Depuis, l’Allemagne a révolutionné son management. En aucun cas Philipp Lahm n’a honoré cette image un peu rustre, ni Manuel Neuer, ni Thomas Müller, ni Sami Khedira après lui. Ces capitaines-là, en comparaison, semblent des agneaux. D’une hiérarchie verticale, avec un chef fort au sommet, la Mannschaft est passée à une gestion horizontale dont elle se vante aujourd’hui et sur laquelle elle communique jusqu’à la nausée. On la comprend : ce modèle a mené au titre mondial en 2014 et toujours au moins en demi-finale des grandes compétitions sous le règne de Löw.

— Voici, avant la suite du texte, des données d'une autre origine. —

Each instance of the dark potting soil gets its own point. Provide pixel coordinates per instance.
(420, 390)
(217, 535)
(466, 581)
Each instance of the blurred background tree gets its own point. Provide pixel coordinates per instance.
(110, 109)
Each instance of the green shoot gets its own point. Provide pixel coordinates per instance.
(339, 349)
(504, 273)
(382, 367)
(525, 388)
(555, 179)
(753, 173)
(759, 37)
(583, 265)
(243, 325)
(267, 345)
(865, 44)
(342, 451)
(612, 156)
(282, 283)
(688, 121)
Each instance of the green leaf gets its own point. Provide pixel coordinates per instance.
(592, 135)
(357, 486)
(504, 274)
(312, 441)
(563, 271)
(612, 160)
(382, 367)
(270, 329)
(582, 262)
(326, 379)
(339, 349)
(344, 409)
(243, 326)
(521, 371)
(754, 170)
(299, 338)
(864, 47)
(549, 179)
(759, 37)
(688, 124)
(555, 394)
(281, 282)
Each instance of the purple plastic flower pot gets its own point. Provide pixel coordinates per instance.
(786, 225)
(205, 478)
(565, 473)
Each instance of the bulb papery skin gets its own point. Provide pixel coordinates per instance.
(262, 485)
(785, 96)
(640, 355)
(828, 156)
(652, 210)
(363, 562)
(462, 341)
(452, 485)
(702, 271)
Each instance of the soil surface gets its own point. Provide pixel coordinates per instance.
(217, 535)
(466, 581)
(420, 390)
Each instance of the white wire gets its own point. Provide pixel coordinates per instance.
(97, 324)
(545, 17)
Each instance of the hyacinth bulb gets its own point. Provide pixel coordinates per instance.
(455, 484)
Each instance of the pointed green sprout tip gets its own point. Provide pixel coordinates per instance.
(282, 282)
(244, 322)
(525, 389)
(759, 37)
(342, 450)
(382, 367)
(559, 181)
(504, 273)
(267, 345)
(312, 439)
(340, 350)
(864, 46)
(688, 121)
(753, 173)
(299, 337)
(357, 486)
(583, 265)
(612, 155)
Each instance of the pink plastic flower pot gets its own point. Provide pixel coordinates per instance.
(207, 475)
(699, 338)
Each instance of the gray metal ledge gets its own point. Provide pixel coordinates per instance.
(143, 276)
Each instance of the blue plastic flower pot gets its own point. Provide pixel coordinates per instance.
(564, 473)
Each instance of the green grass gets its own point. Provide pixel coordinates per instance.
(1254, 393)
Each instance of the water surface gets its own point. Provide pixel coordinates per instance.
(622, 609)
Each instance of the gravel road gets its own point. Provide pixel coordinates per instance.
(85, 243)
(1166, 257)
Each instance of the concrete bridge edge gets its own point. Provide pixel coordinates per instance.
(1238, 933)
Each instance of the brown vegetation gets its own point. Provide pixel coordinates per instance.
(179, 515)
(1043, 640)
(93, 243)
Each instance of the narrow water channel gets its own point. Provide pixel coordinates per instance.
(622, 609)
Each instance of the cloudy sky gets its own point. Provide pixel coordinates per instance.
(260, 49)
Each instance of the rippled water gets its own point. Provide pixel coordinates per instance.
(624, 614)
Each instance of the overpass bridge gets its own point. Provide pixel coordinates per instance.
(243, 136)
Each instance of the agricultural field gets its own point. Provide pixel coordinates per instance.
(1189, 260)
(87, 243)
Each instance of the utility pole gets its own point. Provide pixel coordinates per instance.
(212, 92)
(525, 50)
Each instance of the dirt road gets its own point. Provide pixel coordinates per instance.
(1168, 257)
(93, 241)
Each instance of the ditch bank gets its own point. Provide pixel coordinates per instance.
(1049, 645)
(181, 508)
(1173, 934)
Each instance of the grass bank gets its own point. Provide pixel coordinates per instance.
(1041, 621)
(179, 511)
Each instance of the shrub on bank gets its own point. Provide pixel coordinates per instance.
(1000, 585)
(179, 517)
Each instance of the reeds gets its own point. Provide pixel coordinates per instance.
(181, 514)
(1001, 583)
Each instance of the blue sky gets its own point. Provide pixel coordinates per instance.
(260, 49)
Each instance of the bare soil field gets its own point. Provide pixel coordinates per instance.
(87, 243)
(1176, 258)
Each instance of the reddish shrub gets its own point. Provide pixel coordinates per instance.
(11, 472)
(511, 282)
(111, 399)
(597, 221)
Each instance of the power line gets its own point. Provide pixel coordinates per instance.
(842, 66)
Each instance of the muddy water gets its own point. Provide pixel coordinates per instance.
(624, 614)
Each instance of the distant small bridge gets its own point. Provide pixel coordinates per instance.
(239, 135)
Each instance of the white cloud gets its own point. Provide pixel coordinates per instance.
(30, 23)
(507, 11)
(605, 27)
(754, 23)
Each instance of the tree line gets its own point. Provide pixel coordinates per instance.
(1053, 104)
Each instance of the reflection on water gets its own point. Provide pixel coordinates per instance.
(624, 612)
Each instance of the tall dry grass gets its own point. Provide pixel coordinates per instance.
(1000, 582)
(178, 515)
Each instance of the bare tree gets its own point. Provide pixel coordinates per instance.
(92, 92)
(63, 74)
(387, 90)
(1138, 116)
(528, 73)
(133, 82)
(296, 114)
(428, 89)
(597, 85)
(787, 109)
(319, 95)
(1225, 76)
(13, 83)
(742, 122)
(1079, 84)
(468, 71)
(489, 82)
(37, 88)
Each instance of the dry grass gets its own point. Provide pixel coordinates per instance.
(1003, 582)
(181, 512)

Khedira en tête de cortège
Avant chaque tournoi, l’opinion publique allemande examine goulûment le groupe de joueurs sélectionnés pour y identifier les meneurs. Aujourd’hui, ils sont six. La fameuse réplique "Qui c’est le patron ?" n’a plus cours avec Joachim Löw : le sélectionneur a laissé naturellement éclore les choses au fil de ses douze années de règne. Un sextet varié, pluriel, où comme dans une formation de jazz chacun joue son rôle sans empiéter sur ses congénères, s’est doucement extrait de ce terreau inédit. D’abord, Sami Khedira. Personne ne s’est étonné, et personne n’a cru au hasard, quand le milieu défensif de la Juventus a été le premier à poser le pied en Italie du nord, menant le cortège pour le stage de préparation. Khedira mesure chacun de ses pas, chacun de ses propos. Un doux animal politique. Le Souabe est le premier, le Souabe est devant et c’est ainsi que son sélectionneur le voit.
C’est un meneur-né
"Il montre l’exemple, il dirige, il communique, il incarne un professionnalisme, une mentalité de compétiteur" ; décrit Löw. La raison pour laquelle ce dernier a opté comme capitaine pour Manuel Neuer, et non pour Khedira, au moment où Bastian Schweinsteiger s’est retiré, en juillet 2016, est simple : le premier était sportivement indiscutable, au contraire du second. Pourtant, même s’il n’est pas nécessairement dans le onze de départ, Khedira occupe une position centrale. La genèse remonte à 2009. Lorsque les Allemands deviennent champions d’Europe des moins de 21 ans, Khedira mène la troupe des Neuer, Boateng, Hummels et Özil comme capitaine. "C’est un meneur-né", avait lâché son sélectionneur, Horst Hrubesch, à l’époque. Il est aujourd’hui vice-capitaine de Neuer aux côtés de Thomas Müller.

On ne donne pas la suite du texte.